En jugeant que le caractère alimentaire d'une rente servie en exécution des clauses d'une donation-partage doit s'apprécier par rapport au montant de la rente que le crédirentier aurait pu obtenir d'un acquéreur non tenu par une obligation alimentaire, le Conseil d'État retient une solution qui présente deux avantages :

- elle permet de respecter la décision prise par le propriétaire d'aliéner son bien ;

- elle conduit à comparer deux éléments de même nature : la rente servie et la rente normalement exigible compte tenu de la valeur du bien cédé.

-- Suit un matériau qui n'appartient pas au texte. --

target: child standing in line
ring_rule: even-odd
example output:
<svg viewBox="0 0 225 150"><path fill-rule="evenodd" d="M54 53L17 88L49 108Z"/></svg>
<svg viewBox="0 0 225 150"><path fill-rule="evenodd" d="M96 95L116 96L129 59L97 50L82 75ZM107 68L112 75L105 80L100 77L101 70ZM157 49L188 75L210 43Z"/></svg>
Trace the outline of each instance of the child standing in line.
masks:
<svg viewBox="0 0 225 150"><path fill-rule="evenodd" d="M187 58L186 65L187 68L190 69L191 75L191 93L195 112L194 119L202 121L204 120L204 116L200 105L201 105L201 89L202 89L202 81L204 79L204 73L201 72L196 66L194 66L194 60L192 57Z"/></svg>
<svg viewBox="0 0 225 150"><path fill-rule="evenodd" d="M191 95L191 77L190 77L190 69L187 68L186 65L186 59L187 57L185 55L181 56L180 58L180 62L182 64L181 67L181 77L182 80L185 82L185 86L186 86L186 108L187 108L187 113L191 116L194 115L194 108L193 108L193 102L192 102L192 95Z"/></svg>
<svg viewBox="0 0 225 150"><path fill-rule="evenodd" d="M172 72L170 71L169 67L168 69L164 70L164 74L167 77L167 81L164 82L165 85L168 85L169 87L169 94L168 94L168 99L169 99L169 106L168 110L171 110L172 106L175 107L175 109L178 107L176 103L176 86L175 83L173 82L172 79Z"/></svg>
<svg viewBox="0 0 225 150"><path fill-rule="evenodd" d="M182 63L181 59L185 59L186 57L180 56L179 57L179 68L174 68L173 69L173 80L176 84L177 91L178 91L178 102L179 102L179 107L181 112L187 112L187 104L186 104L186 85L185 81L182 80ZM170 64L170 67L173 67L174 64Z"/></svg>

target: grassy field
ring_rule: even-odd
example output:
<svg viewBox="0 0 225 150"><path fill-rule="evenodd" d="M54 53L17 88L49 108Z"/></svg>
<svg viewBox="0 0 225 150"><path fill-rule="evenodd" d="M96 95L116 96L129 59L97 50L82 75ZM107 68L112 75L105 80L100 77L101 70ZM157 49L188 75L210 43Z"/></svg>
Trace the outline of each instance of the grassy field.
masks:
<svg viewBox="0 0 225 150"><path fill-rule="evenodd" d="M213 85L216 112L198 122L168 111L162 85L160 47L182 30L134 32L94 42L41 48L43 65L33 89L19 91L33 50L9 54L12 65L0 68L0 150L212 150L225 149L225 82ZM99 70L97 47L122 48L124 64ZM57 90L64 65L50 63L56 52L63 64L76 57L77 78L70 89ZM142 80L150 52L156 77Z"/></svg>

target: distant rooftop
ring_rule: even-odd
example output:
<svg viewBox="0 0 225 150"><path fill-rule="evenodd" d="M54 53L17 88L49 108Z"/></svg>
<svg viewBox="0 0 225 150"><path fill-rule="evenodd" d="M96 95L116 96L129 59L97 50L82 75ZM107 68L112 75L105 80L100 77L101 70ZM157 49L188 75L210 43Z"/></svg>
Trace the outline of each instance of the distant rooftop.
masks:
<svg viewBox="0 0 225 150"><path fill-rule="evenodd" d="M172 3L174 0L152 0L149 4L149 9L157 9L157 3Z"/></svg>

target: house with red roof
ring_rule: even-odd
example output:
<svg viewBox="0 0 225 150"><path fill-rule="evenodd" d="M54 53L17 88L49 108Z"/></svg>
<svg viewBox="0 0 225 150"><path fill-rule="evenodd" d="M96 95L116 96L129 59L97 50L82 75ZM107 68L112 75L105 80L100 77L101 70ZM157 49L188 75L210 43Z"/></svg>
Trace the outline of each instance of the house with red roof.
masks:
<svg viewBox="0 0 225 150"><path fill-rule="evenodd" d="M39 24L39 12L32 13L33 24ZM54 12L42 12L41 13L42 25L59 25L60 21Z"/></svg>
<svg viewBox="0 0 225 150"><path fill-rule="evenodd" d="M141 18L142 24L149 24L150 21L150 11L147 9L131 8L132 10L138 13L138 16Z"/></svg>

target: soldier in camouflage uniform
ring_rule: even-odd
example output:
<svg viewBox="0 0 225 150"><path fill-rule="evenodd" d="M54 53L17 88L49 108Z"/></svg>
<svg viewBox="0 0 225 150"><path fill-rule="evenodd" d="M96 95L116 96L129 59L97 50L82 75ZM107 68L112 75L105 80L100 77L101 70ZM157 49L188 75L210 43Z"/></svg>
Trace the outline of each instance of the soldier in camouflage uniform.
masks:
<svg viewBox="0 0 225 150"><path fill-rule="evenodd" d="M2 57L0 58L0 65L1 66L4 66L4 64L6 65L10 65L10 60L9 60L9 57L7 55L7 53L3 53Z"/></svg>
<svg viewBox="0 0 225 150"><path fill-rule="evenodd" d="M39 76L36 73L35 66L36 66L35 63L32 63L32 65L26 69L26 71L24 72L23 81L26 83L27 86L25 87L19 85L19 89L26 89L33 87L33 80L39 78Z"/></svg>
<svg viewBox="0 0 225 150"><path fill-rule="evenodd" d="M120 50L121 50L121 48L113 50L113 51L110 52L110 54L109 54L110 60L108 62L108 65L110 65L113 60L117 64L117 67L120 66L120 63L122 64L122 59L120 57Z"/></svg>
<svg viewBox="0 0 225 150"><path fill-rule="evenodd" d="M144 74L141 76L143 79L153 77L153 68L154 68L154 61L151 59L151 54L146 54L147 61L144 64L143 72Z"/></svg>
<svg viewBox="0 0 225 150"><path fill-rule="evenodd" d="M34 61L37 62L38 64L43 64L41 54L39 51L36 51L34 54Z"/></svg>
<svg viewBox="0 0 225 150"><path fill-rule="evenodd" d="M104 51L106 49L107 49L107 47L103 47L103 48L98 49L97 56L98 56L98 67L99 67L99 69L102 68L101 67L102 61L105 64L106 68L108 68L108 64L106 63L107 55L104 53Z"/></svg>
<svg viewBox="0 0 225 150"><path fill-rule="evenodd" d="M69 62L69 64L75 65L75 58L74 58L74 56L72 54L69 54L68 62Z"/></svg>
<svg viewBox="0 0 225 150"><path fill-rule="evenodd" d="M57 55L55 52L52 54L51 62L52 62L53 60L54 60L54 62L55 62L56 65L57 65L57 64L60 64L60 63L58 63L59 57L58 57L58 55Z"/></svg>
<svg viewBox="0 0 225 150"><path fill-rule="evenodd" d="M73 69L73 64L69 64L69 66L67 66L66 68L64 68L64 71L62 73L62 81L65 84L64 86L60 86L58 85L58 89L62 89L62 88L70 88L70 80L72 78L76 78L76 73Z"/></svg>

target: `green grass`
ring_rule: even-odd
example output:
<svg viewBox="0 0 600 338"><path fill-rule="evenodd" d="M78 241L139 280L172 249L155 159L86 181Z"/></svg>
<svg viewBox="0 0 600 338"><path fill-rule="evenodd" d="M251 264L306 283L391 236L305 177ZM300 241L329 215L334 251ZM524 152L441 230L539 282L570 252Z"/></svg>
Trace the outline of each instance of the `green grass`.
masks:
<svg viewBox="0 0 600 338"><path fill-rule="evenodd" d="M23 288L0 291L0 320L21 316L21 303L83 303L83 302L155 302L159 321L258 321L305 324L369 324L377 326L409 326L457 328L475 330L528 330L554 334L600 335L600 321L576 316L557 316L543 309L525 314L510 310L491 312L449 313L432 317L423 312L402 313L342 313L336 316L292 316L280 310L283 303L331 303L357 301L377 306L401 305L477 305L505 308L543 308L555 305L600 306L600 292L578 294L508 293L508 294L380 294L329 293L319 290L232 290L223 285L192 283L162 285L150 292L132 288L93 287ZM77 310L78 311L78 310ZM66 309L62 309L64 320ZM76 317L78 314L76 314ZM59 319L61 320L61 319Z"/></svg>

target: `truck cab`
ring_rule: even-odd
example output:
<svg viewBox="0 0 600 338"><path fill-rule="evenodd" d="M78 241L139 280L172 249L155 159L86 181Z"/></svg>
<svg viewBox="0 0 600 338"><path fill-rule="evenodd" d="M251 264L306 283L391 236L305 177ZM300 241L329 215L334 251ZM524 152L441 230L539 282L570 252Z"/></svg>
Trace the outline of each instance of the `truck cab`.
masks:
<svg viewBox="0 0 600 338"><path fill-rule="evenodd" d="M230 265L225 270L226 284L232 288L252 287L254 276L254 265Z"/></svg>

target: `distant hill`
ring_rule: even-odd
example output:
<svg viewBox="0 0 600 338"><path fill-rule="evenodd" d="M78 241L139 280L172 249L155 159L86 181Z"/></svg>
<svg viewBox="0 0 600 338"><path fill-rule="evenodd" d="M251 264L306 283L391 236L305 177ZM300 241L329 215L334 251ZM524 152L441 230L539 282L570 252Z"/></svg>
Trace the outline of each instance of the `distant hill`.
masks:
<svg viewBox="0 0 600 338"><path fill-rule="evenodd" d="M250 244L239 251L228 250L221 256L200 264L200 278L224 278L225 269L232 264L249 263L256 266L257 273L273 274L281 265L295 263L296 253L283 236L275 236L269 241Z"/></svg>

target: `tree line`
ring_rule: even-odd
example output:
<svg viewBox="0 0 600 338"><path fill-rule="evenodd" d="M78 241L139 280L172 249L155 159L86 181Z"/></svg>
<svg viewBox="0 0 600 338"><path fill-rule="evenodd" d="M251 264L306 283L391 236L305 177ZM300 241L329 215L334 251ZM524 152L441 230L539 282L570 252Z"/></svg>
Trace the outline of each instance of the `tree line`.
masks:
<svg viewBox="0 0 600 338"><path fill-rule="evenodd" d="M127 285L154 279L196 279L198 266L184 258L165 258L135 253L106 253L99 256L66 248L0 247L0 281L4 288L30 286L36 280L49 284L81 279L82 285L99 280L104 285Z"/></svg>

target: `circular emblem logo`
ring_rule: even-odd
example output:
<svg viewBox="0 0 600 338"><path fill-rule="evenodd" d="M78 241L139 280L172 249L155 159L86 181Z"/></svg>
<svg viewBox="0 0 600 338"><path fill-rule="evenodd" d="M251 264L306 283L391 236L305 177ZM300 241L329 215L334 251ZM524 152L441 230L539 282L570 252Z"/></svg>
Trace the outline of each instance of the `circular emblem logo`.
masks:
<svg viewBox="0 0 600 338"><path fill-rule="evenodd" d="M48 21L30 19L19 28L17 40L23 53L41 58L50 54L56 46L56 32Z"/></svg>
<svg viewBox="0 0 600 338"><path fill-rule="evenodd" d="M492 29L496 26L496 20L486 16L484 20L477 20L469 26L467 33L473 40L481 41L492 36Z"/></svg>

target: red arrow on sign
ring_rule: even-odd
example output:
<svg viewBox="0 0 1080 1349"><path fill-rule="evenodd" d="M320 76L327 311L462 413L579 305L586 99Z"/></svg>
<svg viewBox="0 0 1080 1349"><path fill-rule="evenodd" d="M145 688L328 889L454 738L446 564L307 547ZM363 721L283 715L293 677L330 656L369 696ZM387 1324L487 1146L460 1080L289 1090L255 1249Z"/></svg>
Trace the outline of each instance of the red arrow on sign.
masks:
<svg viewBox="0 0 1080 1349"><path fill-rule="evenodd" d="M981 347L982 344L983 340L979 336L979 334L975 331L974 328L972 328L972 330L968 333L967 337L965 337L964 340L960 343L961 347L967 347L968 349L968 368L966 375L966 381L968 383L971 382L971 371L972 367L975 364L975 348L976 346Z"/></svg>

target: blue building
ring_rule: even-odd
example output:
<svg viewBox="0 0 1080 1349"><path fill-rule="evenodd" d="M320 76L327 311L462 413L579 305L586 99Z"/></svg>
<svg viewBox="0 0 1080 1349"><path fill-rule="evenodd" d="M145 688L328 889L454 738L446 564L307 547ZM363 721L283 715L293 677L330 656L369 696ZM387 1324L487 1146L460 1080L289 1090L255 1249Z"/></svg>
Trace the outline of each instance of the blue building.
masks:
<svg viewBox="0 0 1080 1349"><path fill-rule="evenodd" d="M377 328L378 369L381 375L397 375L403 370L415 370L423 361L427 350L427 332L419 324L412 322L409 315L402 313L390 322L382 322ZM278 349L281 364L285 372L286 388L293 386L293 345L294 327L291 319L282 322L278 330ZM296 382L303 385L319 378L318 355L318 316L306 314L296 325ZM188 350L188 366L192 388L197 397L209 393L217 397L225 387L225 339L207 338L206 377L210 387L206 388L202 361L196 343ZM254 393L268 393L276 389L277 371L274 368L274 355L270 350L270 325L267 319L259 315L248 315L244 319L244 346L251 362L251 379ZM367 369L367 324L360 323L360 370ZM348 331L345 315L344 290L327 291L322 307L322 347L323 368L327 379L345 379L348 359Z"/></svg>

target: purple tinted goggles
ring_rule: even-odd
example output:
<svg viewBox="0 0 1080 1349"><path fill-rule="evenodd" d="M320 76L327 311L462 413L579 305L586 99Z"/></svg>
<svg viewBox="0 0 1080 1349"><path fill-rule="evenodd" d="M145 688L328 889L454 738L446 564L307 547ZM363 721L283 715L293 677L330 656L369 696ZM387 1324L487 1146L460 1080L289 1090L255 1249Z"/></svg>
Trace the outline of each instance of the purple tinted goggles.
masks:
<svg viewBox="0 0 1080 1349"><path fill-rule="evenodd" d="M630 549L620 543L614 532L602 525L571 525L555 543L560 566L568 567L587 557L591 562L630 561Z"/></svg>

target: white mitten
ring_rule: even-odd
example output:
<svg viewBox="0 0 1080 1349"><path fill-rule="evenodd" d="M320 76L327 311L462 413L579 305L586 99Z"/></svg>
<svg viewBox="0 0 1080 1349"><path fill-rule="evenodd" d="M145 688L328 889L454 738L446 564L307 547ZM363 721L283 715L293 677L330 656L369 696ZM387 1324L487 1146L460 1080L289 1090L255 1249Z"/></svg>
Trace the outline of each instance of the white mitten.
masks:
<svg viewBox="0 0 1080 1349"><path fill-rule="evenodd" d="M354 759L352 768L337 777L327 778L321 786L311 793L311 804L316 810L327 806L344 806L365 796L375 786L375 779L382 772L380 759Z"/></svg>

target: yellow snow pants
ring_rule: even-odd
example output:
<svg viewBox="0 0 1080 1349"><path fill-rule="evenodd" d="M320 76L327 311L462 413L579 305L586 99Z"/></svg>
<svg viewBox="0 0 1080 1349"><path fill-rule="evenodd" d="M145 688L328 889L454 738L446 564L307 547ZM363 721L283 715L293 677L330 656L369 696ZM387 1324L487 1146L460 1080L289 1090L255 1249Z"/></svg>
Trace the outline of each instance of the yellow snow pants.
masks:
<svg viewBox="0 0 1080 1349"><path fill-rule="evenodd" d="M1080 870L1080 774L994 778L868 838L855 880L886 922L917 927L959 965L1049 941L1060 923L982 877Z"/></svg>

Cette solution, qui se réfère à la valeur de la rente elle-même, est préférable à celle que retenait la doctrine administrative, fondée sur la notion de « revenu potentiel », et qui consistait à comparer la rente servie au bénéficiaire avec le revenu que le bien transmis lui aurait procuré s'il l'avait conservé.

Il convient donc de se conformer à cette seule solution.

Il en résulte que si la rente versée en exécution d'une clause de donation-partage excède celle qui aurait pu être obtenue d'un acquéreur à titre onéreux non tenu par une obligation alimentaire, la fraction excédentaire peut être regardée comme servie à titre gratuit et peut, dès lors, être déduite du revenu global du débiteur, dans la mesure où le versement de cette fraction répond aux conditions fixées par les articles 205 à 211 du Code civil.